My first attempt to solve this problem was to keep my private packages within private Git repositories. When an application needed one of these shared packages, I would clone the package into the project’s packages folder, and then add the package using the familiar meteor add command. Updates to the package could be made by manually running a git pull from within the package’s directory (goodbye meteor update).

cd packages
git clone
meteor add private-package
cd private-package
git pull

Finally, track the new package in the base project and commit the changes:

git add .
git commit -m "Added private package to project!"

This will work until a second developer checks out a fresh copy of the project. They’ll quickly notice that the packages/private-package is an empty directory! Where did our package go?

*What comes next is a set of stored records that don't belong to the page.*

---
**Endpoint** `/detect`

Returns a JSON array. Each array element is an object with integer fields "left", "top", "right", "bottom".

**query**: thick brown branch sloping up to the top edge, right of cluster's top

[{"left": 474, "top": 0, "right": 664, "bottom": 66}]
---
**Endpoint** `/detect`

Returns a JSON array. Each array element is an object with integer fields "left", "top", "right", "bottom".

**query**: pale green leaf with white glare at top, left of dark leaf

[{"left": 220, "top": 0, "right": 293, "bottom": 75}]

Unfortunately, Git noticed that the the packages/private-package directory was actually another Git repository, so it added the directory as an unmapped submodule, not a normal folder. This means that the base project isn’t concerned with tracking the contents of the packages/private-package directory, assuming that the submodule will handle that itself.

Git Submodules

Git submodules are the “accepted” standard for dealing with this kind of repository nesting. Git expects you to add and map these submodules through a special set of commands. Using our current example, to add private-package to our Meteor project we would:

git submodule add packages/private-package
meteor add private-package

This will pull the package down from its remote repository and set up the submodule mapping within Git. At this point, we can once again commit the changes to our base project. Another developer checking out a fresh copy of the project will now look at packages/private-package and see… an empty directory? Still?

One of the unfortunate subtleties of Git submodules is that they need to be initialized and updated on fresh checkouts:

git submodule init
git submodule update

Only then will the remote contents of each submodule be pulled into the project.

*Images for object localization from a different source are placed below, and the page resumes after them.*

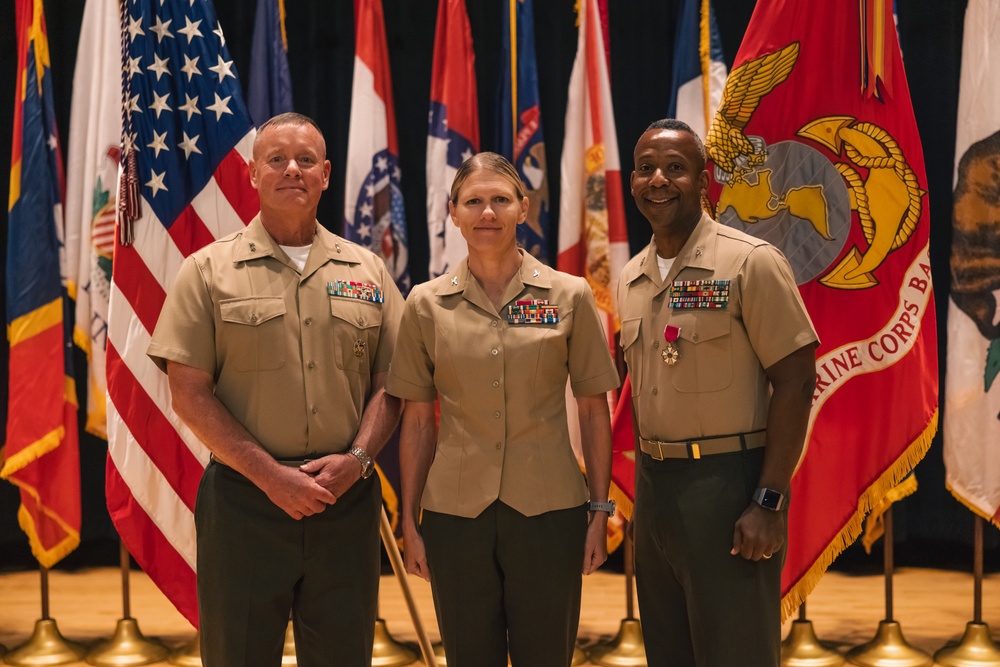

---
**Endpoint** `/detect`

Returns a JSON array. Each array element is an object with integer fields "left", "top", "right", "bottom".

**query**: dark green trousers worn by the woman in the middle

[{"left": 421, "top": 501, "right": 587, "bottom": 667}]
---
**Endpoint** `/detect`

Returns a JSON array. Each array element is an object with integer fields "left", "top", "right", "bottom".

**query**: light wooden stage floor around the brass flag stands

[{"left": 0, "top": 568, "right": 1000, "bottom": 665}]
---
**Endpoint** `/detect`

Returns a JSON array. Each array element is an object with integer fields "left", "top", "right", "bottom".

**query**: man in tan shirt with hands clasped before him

[{"left": 148, "top": 114, "right": 403, "bottom": 667}]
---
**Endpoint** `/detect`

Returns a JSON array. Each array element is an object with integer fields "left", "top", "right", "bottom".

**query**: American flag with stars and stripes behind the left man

[{"left": 106, "top": 0, "right": 259, "bottom": 627}]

This means that the developer doing the checkout must be aware that submodules are being used by the project. This isn’t always the case, and often adds an unfortunate complexity when trying to introduce someone to a codebase.

Unfortunately, submodules have their fair share of quirks and problems.

“Fake” Submodules

My preferred method of sharing private Meteor packages between projects is a combination of the above two techniques, sometimes referred to as “fake” git submodules.

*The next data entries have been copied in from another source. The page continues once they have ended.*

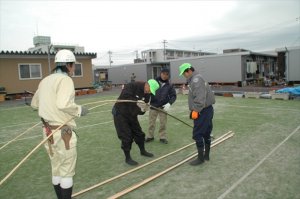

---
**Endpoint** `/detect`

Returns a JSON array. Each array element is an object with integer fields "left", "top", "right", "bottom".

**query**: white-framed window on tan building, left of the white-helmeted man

[{"left": 19, "top": 64, "right": 42, "bottom": 80}]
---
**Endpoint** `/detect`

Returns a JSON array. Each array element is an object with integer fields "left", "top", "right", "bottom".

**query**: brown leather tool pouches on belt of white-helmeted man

[{"left": 44, "top": 122, "right": 72, "bottom": 150}]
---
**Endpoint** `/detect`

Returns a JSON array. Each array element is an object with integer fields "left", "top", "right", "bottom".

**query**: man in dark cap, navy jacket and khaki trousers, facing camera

[{"left": 145, "top": 68, "right": 176, "bottom": 144}]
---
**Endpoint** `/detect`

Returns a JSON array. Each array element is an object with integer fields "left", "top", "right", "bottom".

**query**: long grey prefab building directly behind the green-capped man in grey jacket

[{"left": 170, "top": 51, "right": 277, "bottom": 85}]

I begin by cloning my package into the packages folder, as before:

cd packages
git clone
meteor add private-package

There is a subtle step in how the package is added to my base project:

git add private-package/

The key here is the “/” at the end of the private-package path. Run a git status and you’ll notice that all of the private package’s files are now being tracked by the project. Additionally, if we cd into private-package and run a git status, we’ll see that the private-package is still operating under it’s own independent Git environment. The slash causes Git to treat this sub-repository as a normal directory and happily tracks all files within it without our base project!

Commit the changes to the base project and push them. Now, a new developer checking out a clean copy of the project will see that the private-package directory contains the contents of the package, as expected.

The only downside of this technique is that private-package in the fresh checkout no longer maintains a remote link to its private package repository. If changes need to be made in this package and pushed to the private package’s repository, the remote would have to be re-established:

git init
git remote add
git checkout master --force

Final Thoughts

My final thoughts are that this is a mess. I hope that the Meteor team adds some mechanism for adding and updating packages from private sources, rather than exclusively from its public package ecosystem. Maybe one day it will be as easy as meteor add and meteor update, but for now, these are the tools we have to work with.